GPTQ-for-LLaMa recently implemented some quantization tricks suggested by the GPTQ authors that improved 7B especially. Maybe llama.cpp hasn't been evaluated with those in place?

9. fallous ◴[31 Mar 23 23:54 UTC] No.35395400[source]▶

>>35394006 #

Isn't that related to architecture? The most recent GPUs and tensor procs have native support for 4-bit(partially) and 8-bit int whereas older GPUs take noticeable performance hits for 8-bit vs fp16/32.

replies(1): >>35398397 #

10. mlgoatherder ◴[01 Apr 23 08:25 UTC] No.35398397{3}[source]▶

>>35395400 #

Ah but LLM.int8 (eg. as in huggingface transformers) isn't actually int8, it's a mixed precision encoding scheme that is nominally eight bits per parameter. This means custom cuda kernels etc, these kernels could be improved but without hardware support its always going to be slow.

Straight int8 quantization generally does not work for post training quantization of transformers. The distribution of weights includes a significant amount of outlier values that seem to be important to model performance. Apparently quantization aware training can improve things significantly but I haven't seen any developments for llama yet.

Interestingly on the 4 bit front, NVIDIA has chosen to remove int4 support from the next gen Hopper series. I'm not sure folks realize the industry has already moved on. FP8 feels like a bit of a hack, but I like it!

11. MuffinFlavored ◴[01 Apr 23 21:06 UTC] No.35404063[source]▶

>>35394006 #

> Llama 13B

> Llama.cpp 30B

> LLaMA-65B

the "number B" stands for "number of billions" of parameters... trained on?

like you take 65 billion words (from paragraphs / sentences from like, Wikipedia pages or whatever) and "train" the LLM. is that the metric?
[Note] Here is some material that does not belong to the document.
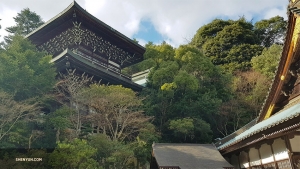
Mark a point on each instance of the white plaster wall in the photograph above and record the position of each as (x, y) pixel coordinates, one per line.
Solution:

why aren't "more parameters" (higher B) always better? aka return better results

how many "B" parameters is ChatGPT on GPT3.5 vs GPT4?

GPT3: 175b

GPT3.5: ?

GPT4: ?

https://blog.accubits.com/gpt-3-vs-gpt-3-5-whats-new-in-open...

how is Llama with 13B parameters able to compete with GPT3 with 175B parameters? It's 10x+ less? How much RAM goes it take to run "a single node" of GPT3 / GPT3.5 / GPT4?

replies(1): >>35410751 #

12. turmeric_root ◴[02 Apr 23 14:20 UTC] No.35410751{3}[source]▶

>>35404063 #

> the "number B" stands for "number of billions" of parameters... trained on?

No, it's just the size of the network (i.e. number of learnable parameters). The 13/30/65B models were each trained on ~1.4 trillion tokens of training data (each token is around half a word).